Pour Bucherer Lausanne, selon son directeur Claude Jutzi, «cette clientèle reste marginale, même si elle est en croissance constante depuis cinq ans et représente aujourd’hui environ 10% de son chiffre d’affaires».
A Genève, la boutique Blancpain constate depuis une année une semblable progression avec 10-15% du chiffre d’affaires réalisé par son enseigne genevoise grâce à la clientèle venue de l’Empire du Milieu. Les deux grandes villes romandes sont confrontées à des difficultés que n’ont pas d’autres destinations plus plébiscitées, telles que Lucerne, Interlaken ou Zurich. «Je pense qu’à Genève, les boutiques ne sont pas assez grandes pour recevoir une clientèle qui se déplace en groupe», explique Vincenzo Puccio, directeur de Blancpain Suisse. Dans les trois villes, les attentes pour 2011 sont toutefois positives, car pour les Chinois, le shopping est une activité sociale que l’on partage à plusieurs. «La plupart du temps, ils achètent tous la même montre, en souvenir de leur voyage de groupe, et la quittance est presque aussi importante que la montre», explique Marco Brun.

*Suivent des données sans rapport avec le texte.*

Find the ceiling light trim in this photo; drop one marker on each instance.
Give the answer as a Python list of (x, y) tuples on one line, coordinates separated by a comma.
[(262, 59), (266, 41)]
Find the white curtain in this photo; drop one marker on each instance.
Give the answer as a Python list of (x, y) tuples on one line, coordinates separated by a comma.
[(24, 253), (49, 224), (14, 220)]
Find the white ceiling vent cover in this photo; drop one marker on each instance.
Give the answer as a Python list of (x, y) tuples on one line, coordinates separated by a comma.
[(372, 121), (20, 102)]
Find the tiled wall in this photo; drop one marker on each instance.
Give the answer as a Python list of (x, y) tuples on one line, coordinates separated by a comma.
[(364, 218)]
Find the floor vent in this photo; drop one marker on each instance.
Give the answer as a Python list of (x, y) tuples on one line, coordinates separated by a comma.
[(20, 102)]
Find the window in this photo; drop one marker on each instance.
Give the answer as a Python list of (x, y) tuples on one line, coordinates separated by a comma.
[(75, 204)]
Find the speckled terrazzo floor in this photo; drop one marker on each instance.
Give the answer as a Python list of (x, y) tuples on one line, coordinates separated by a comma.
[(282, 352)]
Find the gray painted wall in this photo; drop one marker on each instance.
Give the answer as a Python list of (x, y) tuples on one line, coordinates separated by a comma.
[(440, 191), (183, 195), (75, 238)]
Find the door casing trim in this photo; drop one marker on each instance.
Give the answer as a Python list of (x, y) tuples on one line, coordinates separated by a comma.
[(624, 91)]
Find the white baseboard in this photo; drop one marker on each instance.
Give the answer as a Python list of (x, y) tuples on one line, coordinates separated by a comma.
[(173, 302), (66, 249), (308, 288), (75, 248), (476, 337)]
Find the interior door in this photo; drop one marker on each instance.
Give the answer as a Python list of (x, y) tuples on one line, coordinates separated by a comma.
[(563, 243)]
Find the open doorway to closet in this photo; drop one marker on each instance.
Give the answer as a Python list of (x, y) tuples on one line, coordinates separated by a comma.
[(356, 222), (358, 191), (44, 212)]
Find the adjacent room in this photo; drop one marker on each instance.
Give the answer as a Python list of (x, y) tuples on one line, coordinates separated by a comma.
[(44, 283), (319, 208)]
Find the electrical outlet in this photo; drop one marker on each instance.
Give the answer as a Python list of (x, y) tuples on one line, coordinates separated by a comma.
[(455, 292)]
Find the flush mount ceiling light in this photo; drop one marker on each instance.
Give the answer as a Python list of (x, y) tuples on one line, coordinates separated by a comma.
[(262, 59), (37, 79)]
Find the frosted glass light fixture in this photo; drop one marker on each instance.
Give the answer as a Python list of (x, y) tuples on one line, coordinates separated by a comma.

René Weber, spécialiste du luxe à la banque Vontobel, cité par la presse alémanique, estime que la clientèle chinoise contribue déjà à hauteur de 15% des ventes de marques de prestige à Zurich, un chiffre qui augmente encore à Lucerne ou Interlaken où les touristes chinois débarquent en masse dans les boutiques de luxe. Et ce n’est qu’un début. «Les Chinois découvrent la Suisse, à l’image des Japonais il y a trente ans. Le potentiel de croissance est énorme», souligne Véronique Kanel, porte-parole de Suisse Tourisme.
Prudence de certains
Dans ce concert d’optimisme, quelques voix appellent cependant à une certaine prudence. Jean-Claude Biver, par exemple. Le patron des montres Hublot s’inquiète du danger d’une trop grande dépendance. Qu’arriverait-il si les autorités serraient soudain la vis avec des taxes sur les produits de luxe? Ou durcissaient à nouveau les conditions pour voyager à l’étranger? Sans parler d’une toujours possible crise économique asiatique. Pour faire face à ces scénarios, la plupart des fabricants de montres suisses misent cependant sur d’autres marchés que la seule Chine. Omega, par exemple, étend actuellement son réseau aux Etats-Unis, se basant sur l’accueil très favorable réservé à son enseigne sur la 5th Avenue, à New York.